As we know, there were more than 100,000 and we should not try to talk down the seriousness of this situation.

I shall conclude by repeating the questions I asked the Secretary of State on 8 May. I am repeating them because I did not get an answer to them, and I would like to have an answer now. I asked whether the Electoral Commission warned the Secretary of State of concerns about the design of the ballot paper. When the ballot paper size became apparent, did he decide that all must appear on one page? At the end of the ballot design phase, was there any further testing? I then asked him to publish all relevant ministerial correspondence.

It is important for all those questions to be answered and to be a matter of public record. Frankly, the Secretary of State’s contribution was underwhelming—much like his initial statement—and he seemed to be saying, “Not me, guv”, rather than anything else. It is not good enough. Thank goodness we now have a Scottish Executive who will treat this issue with the seriousness that it deserves, unlike the UK Government, who are running away from their responsibilities.

3.41 pm

Mr. Ian Davidson (Glasgow, South-West) (Lab/Co-op): Given that time is short, I shall make only a few points. First, I ask that the investigation examines the decision to have both ballots on the same day, not only in the context of possible erection irregularities —[ Laughter. ] I know what I meant. [Hon. Members: “Keep it up.”] I will endeavour to do so. That is a fair point —[ Interruption. ]

Madam Deputy Speaker: Order. I hope that the hon. Gentleman will now continue his brief remarks.
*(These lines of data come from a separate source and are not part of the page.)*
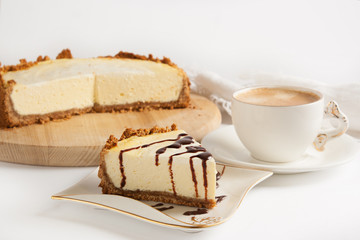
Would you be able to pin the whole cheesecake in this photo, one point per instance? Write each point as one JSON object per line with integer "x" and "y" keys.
{"x": 40, "y": 91}
{"x": 158, "y": 164}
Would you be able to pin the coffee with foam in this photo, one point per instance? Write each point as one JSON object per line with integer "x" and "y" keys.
{"x": 277, "y": 97}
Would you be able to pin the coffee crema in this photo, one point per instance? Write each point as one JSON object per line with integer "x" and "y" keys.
{"x": 277, "y": 97}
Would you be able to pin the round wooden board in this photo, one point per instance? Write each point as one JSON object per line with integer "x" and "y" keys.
{"x": 79, "y": 140}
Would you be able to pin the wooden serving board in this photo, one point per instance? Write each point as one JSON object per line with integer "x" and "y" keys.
{"x": 79, "y": 140}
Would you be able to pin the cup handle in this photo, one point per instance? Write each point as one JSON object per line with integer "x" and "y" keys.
{"x": 332, "y": 110}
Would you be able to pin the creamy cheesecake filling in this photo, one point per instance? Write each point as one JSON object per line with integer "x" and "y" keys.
{"x": 64, "y": 84}
{"x": 175, "y": 170}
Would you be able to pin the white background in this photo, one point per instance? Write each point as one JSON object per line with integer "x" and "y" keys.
{"x": 311, "y": 39}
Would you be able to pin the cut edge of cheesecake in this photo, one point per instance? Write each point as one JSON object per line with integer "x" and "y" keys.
{"x": 10, "y": 118}
{"x": 157, "y": 196}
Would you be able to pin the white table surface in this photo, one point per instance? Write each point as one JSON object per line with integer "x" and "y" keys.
{"x": 311, "y": 39}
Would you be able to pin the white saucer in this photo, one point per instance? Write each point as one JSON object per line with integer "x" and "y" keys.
{"x": 226, "y": 147}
Mr. Davidson: The observation that I wanted to make was about the impact on local government. It was my experience that the local government campaigns were almost totally submerged in the discussion of the Scottish Parliament results. That is not good for local democracy at the local government level. I would be very interested in any evidence about the extent to which there were discrepancies in this election, as distinct from others, because my impression was that the tide flowed in the same direction in the Scottish Parliament elections and those for local authorities, irrespective of the merits of individual councillors, which is inappropriate and unwise.

I would also ask that as many as possible of the ballot papers be made available. The point that I made earlier about anoraks being able to see them is important. Much work could be done to establish correlations that will help us to avoid mistakes in the future. It should not be swept under the carpet.